Üniversiteler kapalı olduğu için çocuğu şimdi il dışında değil. Asıl o zaman zorlanacaklarını söylüyor: “İstediğini alamıyorsun, istediğini giyemiyorsun, yiyemiyorsun. Çünkü her şey pahalı. Bir doğal gaz faturası bile insanın bütçesini sarsacak. Çocuk Kadıköy’e gidiyor gezmeye, 100 lira harçlık vermen lazım. Yarın üniversiteler açıldığında çocuğum il dışına gittiğinde iyice zorlanacağız.”

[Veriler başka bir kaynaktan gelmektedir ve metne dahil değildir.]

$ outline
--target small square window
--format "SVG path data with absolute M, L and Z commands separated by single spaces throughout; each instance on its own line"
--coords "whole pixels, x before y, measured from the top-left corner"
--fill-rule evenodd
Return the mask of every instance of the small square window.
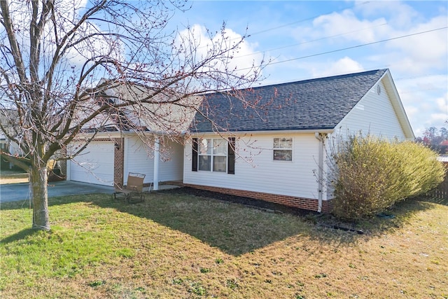
M 274 138 L 273 152 L 274 161 L 292 161 L 293 139 Z

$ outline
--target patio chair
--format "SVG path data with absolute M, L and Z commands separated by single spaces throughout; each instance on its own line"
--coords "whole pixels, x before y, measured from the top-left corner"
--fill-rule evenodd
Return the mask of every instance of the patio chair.
M 143 193 L 143 181 L 146 174 L 130 172 L 127 175 L 127 184 L 122 188 L 116 188 L 113 192 L 113 197 L 124 198 L 129 203 L 140 202 L 145 200 Z

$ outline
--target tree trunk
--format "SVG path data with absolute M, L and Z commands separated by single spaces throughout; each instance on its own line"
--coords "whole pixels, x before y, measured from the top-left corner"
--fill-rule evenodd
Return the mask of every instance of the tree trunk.
M 31 166 L 31 186 L 33 202 L 33 228 L 50 230 L 48 217 L 48 175 L 47 166 Z

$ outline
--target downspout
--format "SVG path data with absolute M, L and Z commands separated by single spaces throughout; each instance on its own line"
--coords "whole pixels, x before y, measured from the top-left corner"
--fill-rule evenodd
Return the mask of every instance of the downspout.
M 159 160 L 160 160 L 160 139 L 159 137 L 154 140 L 154 185 L 153 190 L 159 190 Z
M 317 183 L 318 183 L 318 207 L 317 212 L 322 211 L 322 197 L 323 192 L 323 143 L 325 133 L 319 133 L 316 132 L 314 137 L 319 141 L 318 147 L 318 169 L 317 171 Z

Etrafında kendisinden daha kötü durumda birçok insanın olduğunu anlatıyor: “Çevremde geçinemeyen çok insan var. Mesela günlük temizliğe gidiyor, bir günlük ihtiyacını gideriyor, sonraki gün bir şey yapamıyor. Ve sürekli veresiye üzerinden kurtarmak zorunda kalıyorlar. Evi olmayan, kirada oturan insan 2 bin 324 lirayla nasıl geçinebilir? Asgari ücretin net en az 4 bin lira olması gerekiyor. Vergi de alınmaması gerekiyor. Zaten ödediğimiz faturalardan aldığımız her türlü malzemeye kadar her şeyden vergi alıyorlar. Bu yetmiyor bir de maaştan kesiyorlar. Milletvekilleri, bakanlar, Cumhurbaşkanı maaşlarından vazgeçsinler. Gitsinler zenginlerden vergi alsınlar. Açıkçası biz biraz koyun gibiyiz, korkularımızı da aşamadığımız sürece bu böyle devam edecek.”
Peki İşçi A’nın kopanlar diye tarif ettiği... Nedir bunun nedeni? Başta belirttiğimiz hayat okulu İşçi B. için de geçerli: “Hep aynı kişinin gelmesi, halka bir faydaları olmaması nedeniyle artık oy vermiyorum. İş hayatına girmeden önce iyi bir lider olduğunu düşünerek oy veriyordum ama iş hayatına girdikten sonra haksızlıkların olduğunu gördüm. Küçük esnafa da işçiye de faydaları yok.”